War Will Affect Poland's GDP, President to Veto SAFE
The ongoing conflict in the Middle East may slow down Poland's economic growth according to analysts, while President Karol Nawrocki plans to veto the SAFE legislation due to concerns over national sovereignty.
In a recent podcast episode of "Your Business," experts have warned that the ongoing war could significantly impact the Polish economy. Earlier this year, forecasters had predicted that Poland's GDP would grow by about 4% in 2026. However, the conflict has led to revisions in those estimates, with economists now suggesting that rising oil and gas prices could reduce growth by as much as 0.8 percentage points. In a more pessimistic scenario, sustained high energy prices could push inflation beyond 4%, resulting in a growth slowdown to approximately 2.5%.

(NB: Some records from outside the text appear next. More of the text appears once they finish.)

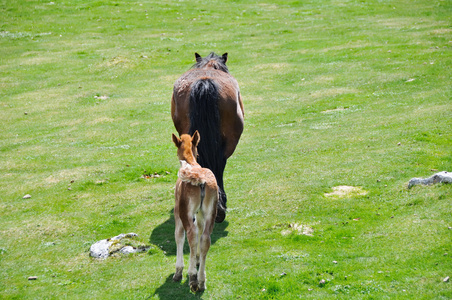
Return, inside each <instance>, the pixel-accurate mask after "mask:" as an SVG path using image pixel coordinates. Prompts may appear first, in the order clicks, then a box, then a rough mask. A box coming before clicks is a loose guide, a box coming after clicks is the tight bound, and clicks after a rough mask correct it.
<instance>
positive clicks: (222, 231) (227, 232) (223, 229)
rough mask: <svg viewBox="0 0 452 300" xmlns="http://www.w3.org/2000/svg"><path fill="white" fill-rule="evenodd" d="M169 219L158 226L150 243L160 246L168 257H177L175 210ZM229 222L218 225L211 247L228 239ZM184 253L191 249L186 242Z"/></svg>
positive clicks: (216, 228)
mask: <svg viewBox="0 0 452 300" xmlns="http://www.w3.org/2000/svg"><path fill="white" fill-rule="evenodd" d="M169 214H170V216H169V218H168V220H166V221H165V222H163V223H162V224H160V225H159V226H157V227H156V228H155V229H154V230H153V231H152V233H151V236H150V237H149V242H150V243H151V244H153V245H156V246H158V247H159V248H160V249H162V250H163V252H164V253H165V255H166V256H175V255H176V241H175V240H174V230H175V229H176V227H175V224H174V209H171V210H170V211H169ZM228 225H229V222H228V221H223V223H216V224H215V226H214V228H213V232H212V234H211V235H210V238H211V245H213V244H215V242H216V241H218V240H219V239H220V238H223V237H226V236H227V235H228V233H229V232H228V231H227V230H226V228H227V227H228ZM184 253H190V247H189V245H188V243H187V240H185V243H184Z"/></svg>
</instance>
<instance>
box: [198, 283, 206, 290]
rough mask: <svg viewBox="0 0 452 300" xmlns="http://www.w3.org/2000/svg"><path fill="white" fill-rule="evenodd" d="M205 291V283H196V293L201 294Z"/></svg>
mask: <svg viewBox="0 0 452 300" xmlns="http://www.w3.org/2000/svg"><path fill="white" fill-rule="evenodd" d="M205 290H206V282H205V281H200V282H199V283H198V291H199V292H203V291H205Z"/></svg>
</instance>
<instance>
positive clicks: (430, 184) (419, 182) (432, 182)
mask: <svg viewBox="0 0 452 300" xmlns="http://www.w3.org/2000/svg"><path fill="white" fill-rule="evenodd" d="M435 183H452V173H450V172H447V171H443V172H438V173H436V174H434V175H432V176H431V177H429V178H413V179H411V180H410V181H409V182H408V188H409V189H410V188H412V187H413V186H415V185H420V184H422V185H431V184H435Z"/></svg>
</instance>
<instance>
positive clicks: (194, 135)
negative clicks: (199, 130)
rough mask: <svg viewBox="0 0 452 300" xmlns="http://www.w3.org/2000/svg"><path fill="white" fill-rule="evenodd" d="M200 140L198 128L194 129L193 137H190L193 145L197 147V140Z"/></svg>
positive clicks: (199, 135) (197, 142)
mask: <svg viewBox="0 0 452 300" xmlns="http://www.w3.org/2000/svg"><path fill="white" fill-rule="evenodd" d="M200 140H201V136H200V134H199V132H198V130H196V131H195V133H193V137H192V138H191V142H192V144H193V145H195V147H198V144H199V141H200Z"/></svg>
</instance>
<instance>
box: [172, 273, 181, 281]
mask: <svg viewBox="0 0 452 300" xmlns="http://www.w3.org/2000/svg"><path fill="white" fill-rule="evenodd" d="M181 280H182V270H180V271H179V270H176V273H175V274H174V276H173V281H174V282H179V281H181Z"/></svg>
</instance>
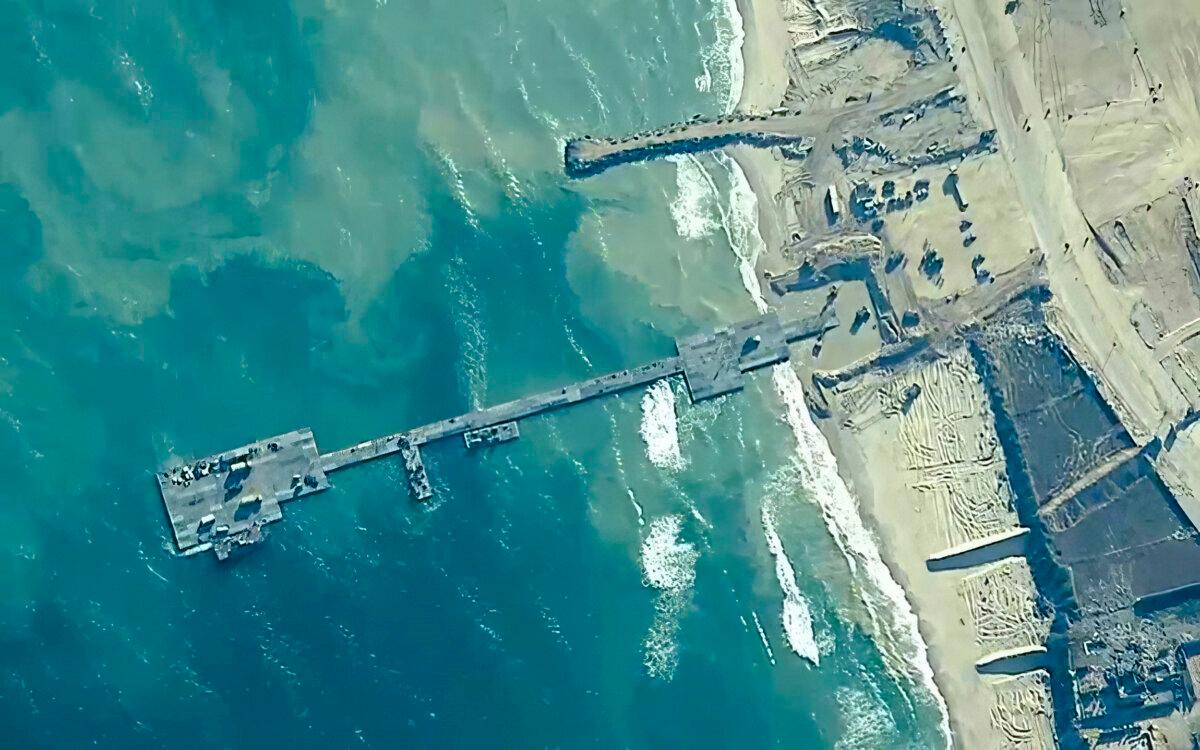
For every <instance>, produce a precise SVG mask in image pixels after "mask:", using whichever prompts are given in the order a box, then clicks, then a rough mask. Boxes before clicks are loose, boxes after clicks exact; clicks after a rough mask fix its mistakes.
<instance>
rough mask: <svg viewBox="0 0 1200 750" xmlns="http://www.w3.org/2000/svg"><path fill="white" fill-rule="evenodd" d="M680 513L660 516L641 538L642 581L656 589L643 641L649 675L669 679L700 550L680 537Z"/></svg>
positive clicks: (680, 523) (690, 590)
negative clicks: (648, 630) (679, 513)
mask: <svg viewBox="0 0 1200 750" xmlns="http://www.w3.org/2000/svg"><path fill="white" fill-rule="evenodd" d="M682 532H683V516H680V515H678V514H674V515H670V516H660V517H658V518H655V520H654V521H653V522H650V529H649V532H648V533H647V534H646V536H644V539H643V540H642V554H641V563H642V584H643V586H646V587H648V588H653V589H655V590H658V593H659V594H658V598H656V599H655V601H654V622H653V623H652V624H650V629H649V631H648V632H647V634H646V638H644V640H643V641H642V648H643V664H644V666H646V671H647V673H648V674H649V676H650V677H654V678H658V679H661V680H664V682H671V679H672V678H673V677H674V671H676V667H677V666H678V664H679V642H678V634H679V619H680V617H682V614H683V611H684V610H685V608H686V607H688V606H689V605H690V602H691V593H692V587H694V586H695V582H696V560H697V559H700V551H698V550H696V547H695V546H694V545H691V544H689V542H684V541H680V540H679V535H680V533H682Z"/></svg>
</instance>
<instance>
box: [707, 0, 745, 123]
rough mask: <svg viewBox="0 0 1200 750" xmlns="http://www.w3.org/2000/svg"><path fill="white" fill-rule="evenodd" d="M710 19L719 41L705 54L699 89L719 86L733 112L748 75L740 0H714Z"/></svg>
mask: <svg viewBox="0 0 1200 750" xmlns="http://www.w3.org/2000/svg"><path fill="white" fill-rule="evenodd" d="M708 18H709V19H710V20H713V22H714V26H715V29H716V40H714V41H713V43H712V46H709V47H708V48H707V49H704V52H703V53H701V66H702V67H703V72H702V73H701V74H700V76H697V77H696V90H697V91H712V90H714V88H715V89H716V90H718V91H719V92H721V91H724V94H725V112H726V113H730V112H733V109H734V108H736V107H737V106H738V101H739V100H740V98H742V86H743V85H744V78H745V64H744V61H743V59H742V43H743V42H744V41H745V28H744V25H743V22H742V13H740V12H739V11H738V4H737V0H713V8H712V10H710V11H709V13H708ZM722 20H724V22H725V23H727V24H728V26H726V25H725V23H721V22H722Z"/></svg>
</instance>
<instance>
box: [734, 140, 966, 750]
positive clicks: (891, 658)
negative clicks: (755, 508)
mask: <svg viewBox="0 0 1200 750" xmlns="http://www.w3.org/2000/svg"><path fill="white" fill-rule="evenodd" d="M718 161H719V163H721V164H722V167H725V168H727V169H730V182H731V188H730V210H728V212H727V214H724V212H722V218H724V220H725V221H724V224H725V228H726V234H727V236H728V239H730V247H731V248H732V250H733V252H734V254H736V256H737V258H738V270H739V272H740V275H742V283H743V286H744V287H745V289H746V292H748V293H749V294H750V298H751V299H752V300H754V304H755V306H756V307H757V308H758V311H760V312H762V313H766V312H768V310H769V306H768V305H767V300H766V298H764V296H763V293H762V287H761V286H760V283H758V277H757V275H756V272H755V263H756V260H757V258H758V256H760V253H761V252H762V251H763V248H764V247H766V245H764V242H763V240H762V235H761V234H760V233H758V221H757V211H758V200H757V197H756V196H755V193H754V191H752V190H751V188H750V182H749V180H748V179H746V176H745V173H744V172H743V170H742V167H740V166H739V164H738V163H737V162H736V161H734V160H733V158H731V157H728V156H726V155H725V154H720V155H719V158H718ZM772 382H773V384H774V386H775V392H776V394H778V395H779V397H780V400H781V401H782V402H784V407H785V418H786V420H787V424H788V426H790V427H791V430H792V434H793V436H794V438H796V454H797V457H798V460H799V464H798V468H799V472H800V478H802V482H803V485H804V487H805V488H806V490H808V492H809V494H810V496H811V497H812V498H815V499H816V502H817V504H818V505H820V508H821V515H822V518H823V520H824V522H826V527H827V528H828V529H829V533H830V535H832V536H833V539H834V541H835V542H836V545H838V548H839V550H840V551H841V554H842V557H844V558H845V559H846V563H847V564H848V565H850V569H851V575H852V576H853V577H854V578H856V581H858V582H859V583H860V584H862V586H860V587H859V598H860V599H862V601H863V604H864V605H865V607H866V612H868V616H869V617H870V619H871V624H872V625H874V626H875V628H874V629H875V632H876V642H877V643H878V646H880V649H881V652H882V653H883V654H884V656H886V661H887V662H889V668H895V667H896V666H901V667H904V670H902V673H905V674H907V676H908V677H910V678H911V679H914V680H916V682H918V683H919V684H920V685H922V686H923V688H924V689H925V691H926V692H928V694H929V695H930V697H931V698H932V702H934V704H935V707H936V708H937V712H938V718H940V728H941V732H942V736H943V737H946V746H947V748H950V746H952V745H953V739H952V734H950V716H949V709H948V708H947V706H946V697H944V696H943V695H942V691H941V690H940V689H938V686H937V683H936V682H935V680H934V668H932V666H931V665H930V662H929V646H928V644H926V643H925V641H924V638H922V636H920V631H919V629H918V626H917V625H918V623H917V614H916V612H913V608H912V605H910V604H908V599H907V596H905V592H904V588H902V587H901V586H900V584H899V583H898V582H896V580H895V577H893V575H892V571H890V570H889V569H888V566H887V564H886V563H884V562H883V557H882V554H881V553H880V548H878V545H877V544H876V541H875V536H874V534H871V532H870V530H868V528H866V524H865V523H864V522H863V516H862V512H860V510H859V506H858V500H856V499H854V497H853V496H852V494H851V492H850V488H848V487H847V486H846V482H845V481H842V479H841V475H840V474H839V473H838V462H836V460H835V458H834V455H833V450H832V449H830V448H829V443H828V440H826V438H824V436H823V434H822V433H821V431H820V430H818V428H817V426H816V422H814V421H812V415H811V414H810V413H809V408H808V404H806V403H805V402H804V388H803V385H802V383H800V379H799V377H798V376H797V374H796V371H794V370H793V368H792V366H791V365H790V364H787V362H784V364H781V365H775V366H774V367H773V368H772Z"/></svg>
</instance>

Additionally, President Karol Nawrocki announced his intention to veto the SAFE legislation, citing concerns that the project might undermine the country's sovereignty and raises constitutional questions. This decision has attracted immediate criticism from Prime Minister Donald Tusk, who responded by promising that the government would present a Plan B to ensure effective governance despite the presidential veto.
Overall, these developments indicate that the combination of external geopolitical factors and internal legislative challenges are creating a complex environment for Poland's economic outlook. The potential for higher inflation and reduced economic growth could have far-reaching implications for the country as it navigates these challenging times.